Nathan leads Vaughn to the burial site of Bishop's remains; seeing the discovery as a personal opportunity rather than closure for the Bishop family, Vaughn contacts the local news station while authorities excavate the ground for Bishop's remains. Searchers find skeletal traces of Bishop's body, and Vaughn instantly becomes a star psychic. While he waits permission to talk to Stacy, his association with Nathan becomes less a captor/captive relationship and more an accomplice aiding and abetting a fugitive. Chelsea notices Vaughn on national television and begins to see more duplicity, as she believed he was kidnapped and under duress.

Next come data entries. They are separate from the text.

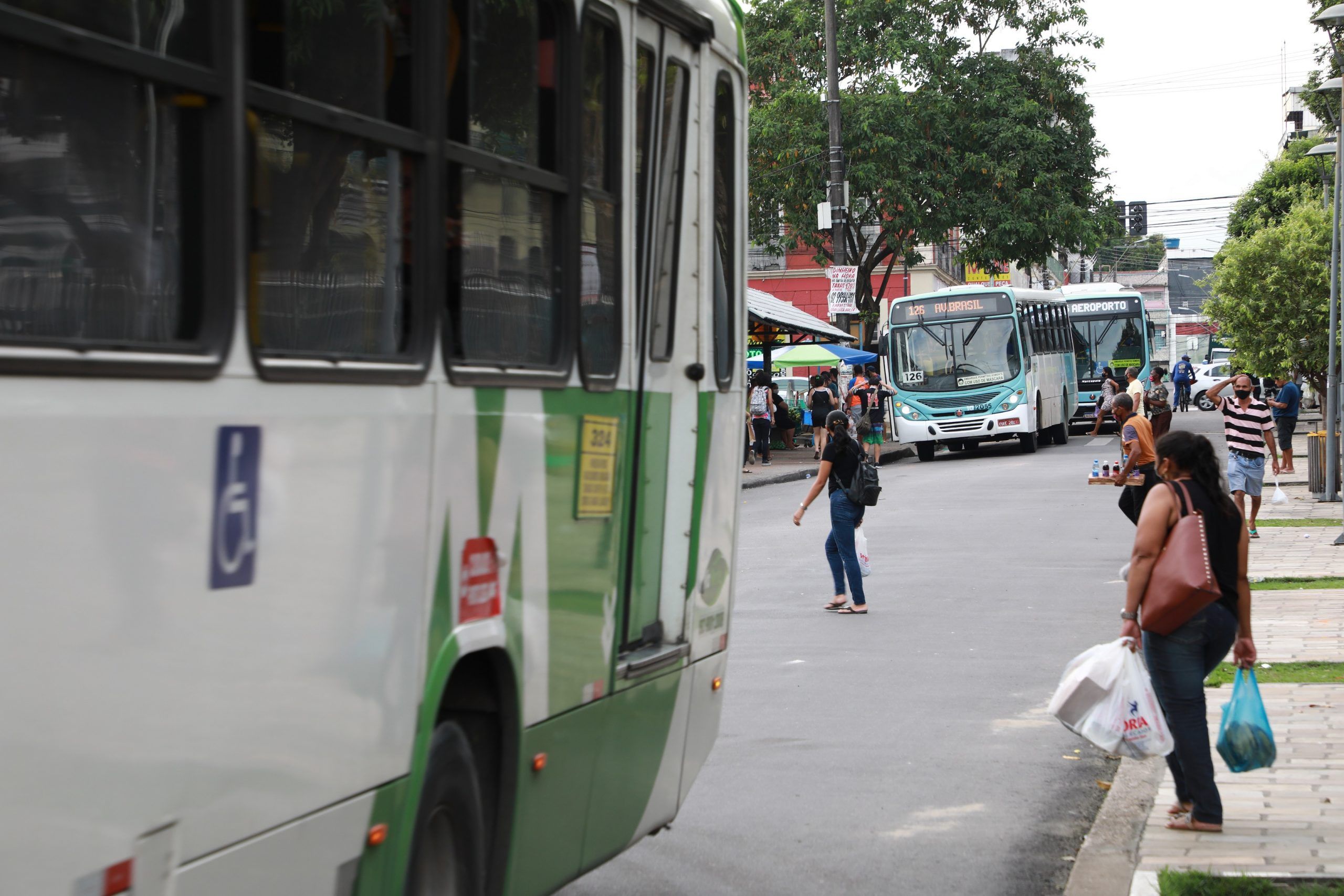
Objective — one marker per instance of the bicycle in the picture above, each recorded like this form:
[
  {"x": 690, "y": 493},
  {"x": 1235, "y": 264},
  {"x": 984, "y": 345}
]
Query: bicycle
[{"x": 1183, "y": 397}]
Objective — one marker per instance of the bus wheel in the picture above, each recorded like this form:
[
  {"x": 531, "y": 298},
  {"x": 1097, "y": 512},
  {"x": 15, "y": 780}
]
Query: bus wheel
[{"x": 448, "y": 856}]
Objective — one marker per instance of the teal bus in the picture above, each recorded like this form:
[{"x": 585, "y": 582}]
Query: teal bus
[
  {"x": 1110, "y": 328},
  {"x": 982, "y": 364}
]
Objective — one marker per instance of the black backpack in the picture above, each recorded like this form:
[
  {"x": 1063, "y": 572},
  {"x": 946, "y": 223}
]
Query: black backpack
[{"x": 863, "y": 488}]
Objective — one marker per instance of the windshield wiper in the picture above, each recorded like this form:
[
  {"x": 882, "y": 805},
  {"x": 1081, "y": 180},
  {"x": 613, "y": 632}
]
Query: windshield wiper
[
  {"x": 972, "y": 333},
  {"x": 925, "y": 328}
]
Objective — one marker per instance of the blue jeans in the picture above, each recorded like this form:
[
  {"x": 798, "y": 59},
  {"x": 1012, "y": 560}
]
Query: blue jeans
[
  {"x": 1179, "y": 662},
  {"x": 841, "y": 554}
]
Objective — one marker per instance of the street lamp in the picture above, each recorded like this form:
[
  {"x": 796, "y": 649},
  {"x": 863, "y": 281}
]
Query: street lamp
[
  {"x": 1331, "y": 20},
  {"x": 1319, "y": 152}
]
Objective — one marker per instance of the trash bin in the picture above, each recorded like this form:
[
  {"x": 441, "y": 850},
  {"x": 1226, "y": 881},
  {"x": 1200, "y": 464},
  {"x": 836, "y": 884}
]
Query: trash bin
[{"x": 1316, "y": 464}]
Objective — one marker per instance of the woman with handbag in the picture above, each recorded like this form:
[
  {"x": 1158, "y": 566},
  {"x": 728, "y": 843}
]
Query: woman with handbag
[
  {"x": 838, "y": 468},
  {"x": 1189, "y": 589}
]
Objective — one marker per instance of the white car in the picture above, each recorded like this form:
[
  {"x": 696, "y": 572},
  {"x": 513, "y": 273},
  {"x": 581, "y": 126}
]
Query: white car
[{"x": 1206, "y": 378}]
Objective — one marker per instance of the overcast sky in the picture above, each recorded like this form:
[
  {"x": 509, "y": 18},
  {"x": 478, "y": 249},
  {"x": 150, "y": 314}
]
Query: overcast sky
[{"x": 1189, "y": 100}]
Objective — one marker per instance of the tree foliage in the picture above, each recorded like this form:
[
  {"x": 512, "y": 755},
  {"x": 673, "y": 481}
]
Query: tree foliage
[
  {"x": 1269, "y": 293},
  {"x": 939, "y": 133},
  {"x": 1288, "y": 181}
]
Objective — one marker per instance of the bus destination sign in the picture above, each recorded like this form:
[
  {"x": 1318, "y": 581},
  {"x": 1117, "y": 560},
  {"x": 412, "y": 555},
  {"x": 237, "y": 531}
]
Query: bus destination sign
[
  {"x": 1104, "y": 307},
  {"x": 951, "y": 308}
]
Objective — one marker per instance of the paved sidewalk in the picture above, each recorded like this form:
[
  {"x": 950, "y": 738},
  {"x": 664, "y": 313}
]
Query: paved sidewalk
[
  {"x": 1296, "y": 551},
  {"x": 1297, "y": 626},
  {"x": 1287, "y": 820}
]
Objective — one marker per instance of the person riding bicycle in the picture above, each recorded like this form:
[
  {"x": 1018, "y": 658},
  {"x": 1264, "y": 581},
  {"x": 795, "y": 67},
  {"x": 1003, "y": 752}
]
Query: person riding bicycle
[{"x": 1183, "y": 376}]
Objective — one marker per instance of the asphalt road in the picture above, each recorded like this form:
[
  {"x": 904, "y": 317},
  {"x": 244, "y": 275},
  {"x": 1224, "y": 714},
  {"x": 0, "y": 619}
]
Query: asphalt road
[{"x": 909, "y": 751}]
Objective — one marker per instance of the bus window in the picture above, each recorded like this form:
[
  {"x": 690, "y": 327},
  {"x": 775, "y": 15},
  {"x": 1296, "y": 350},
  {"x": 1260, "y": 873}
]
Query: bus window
[
  {"x": 182, "y": 30},
  {"x": 332, "y": 269},
  {"x": 600, "y": 313},
  {"x": 668, "y": 227},
  {"x": 725, "y": 234},
  {"x": 289, "y": 49},
  {"x": 643, "y": 111},
  {"x": 503, "y": 299},
  {"x": 101, "y": 187}
]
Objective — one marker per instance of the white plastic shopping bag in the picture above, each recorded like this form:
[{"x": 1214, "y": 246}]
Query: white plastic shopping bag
[{"x": 1108, "y": 698}]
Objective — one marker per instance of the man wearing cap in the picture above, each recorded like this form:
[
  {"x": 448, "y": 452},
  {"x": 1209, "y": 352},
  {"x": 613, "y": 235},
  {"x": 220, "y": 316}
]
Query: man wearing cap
[{"x": 1183, "y": 374}]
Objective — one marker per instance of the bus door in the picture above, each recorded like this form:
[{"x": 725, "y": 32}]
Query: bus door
[{"x": 668, "y": 351}]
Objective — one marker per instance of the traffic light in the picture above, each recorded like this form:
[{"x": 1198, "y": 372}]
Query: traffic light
[{"x": 1139, "y": 219}]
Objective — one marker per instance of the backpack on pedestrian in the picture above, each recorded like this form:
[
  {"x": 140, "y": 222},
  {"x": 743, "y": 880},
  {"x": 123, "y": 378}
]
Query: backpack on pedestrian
[
  {"x": 760, "y": 400},
  {"x": 863, "y": 488}
]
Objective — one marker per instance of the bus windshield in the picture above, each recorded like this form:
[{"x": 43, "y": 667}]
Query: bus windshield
[
  {"x": 1112, "y": 342},
  {"x": 958, "y": 355}
]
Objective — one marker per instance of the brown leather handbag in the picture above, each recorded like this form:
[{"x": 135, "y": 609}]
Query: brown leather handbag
[{"x": 1183, "y": 581}]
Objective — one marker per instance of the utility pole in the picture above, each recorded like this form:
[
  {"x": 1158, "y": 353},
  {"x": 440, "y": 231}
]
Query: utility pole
[{"x": 836, "y": 194}]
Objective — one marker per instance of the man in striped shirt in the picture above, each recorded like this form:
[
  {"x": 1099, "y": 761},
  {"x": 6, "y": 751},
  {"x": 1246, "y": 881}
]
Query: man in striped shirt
[{"x": 1245, "y": 424}]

After some hesitation, Stacy agrees to a televised reading with Vaughn. She proves him a fraud by identifying events and people that never happened in her life or the way he claimed, specifically a "Miss Angeline", another debunked psychic. The hosts on the show deduce someone (other than a supernatural presence) told Vaughn the location of her father's remains. Angered by the interview, Nathan kidnaps Chelsea and threatens Vaughn to either correct the situation, or he'll turn himself into authorities and confess what's going on.

After tricking Nathan into dropping his knife, Vaughn bludgeons him to death with a torque wrench and disposes of his body. Rather than forgive him for his deceitfulness and start over, Chelsea leaves Vaughn to get arrested by the town's authorities.

Not long after - while serving time in prison - Vaughn notices Chelsea on TV being interviewed by Dr. Phil. It's revealed that she capitalized on Vaughn by writing a bestseller about his confidence tricks.

==Cast==
- Rich Sommer as Michael Vaughn
- Clifton Collins Jr. as Nathan
- Joanne Froggatt as Chelsea Mills
- Ed Harris as Sam Vaughn
- Amy Madigan as Joyce Vaughn
- Amanda Crew as Stacy Bishop
  - Kate Kilcoyne as Young Stacy
- Michael Mosley as Detective Bill Banning
- Paul Ben-Victor as Detective Zimmer
- Gillian Vigman as Monica Lewis
- Randee Heller as Phyllis
- Audrey Wasilewski as Cynthia
- Kirk Bovill as Earl
- Phil McGraw as himself

==Production==
In July 2016, it was announced Rich Sommer, Ed Harris, Amy Madigan, and Joanne Froggatt had been cast in the film, with Trevor White directing from a screenplay by Andrew Zilch. White and his brother Tim White served as producers under their Star Thrower Entertainment banner.

==Release==
The film had its world premiere at the Los Angeles Film Festival on June 21, 2017. The film was scheduled to be released through DirecTV Cinema on September 6, 2018, before being released in a limited release on October 5, 2018, by Vertical Entertainment.

==Reception==

Metacritic, which uses a weighted average, assigned the film a score of 74 out of 100, based on 8 critics, indicating "generally favorable" reviews.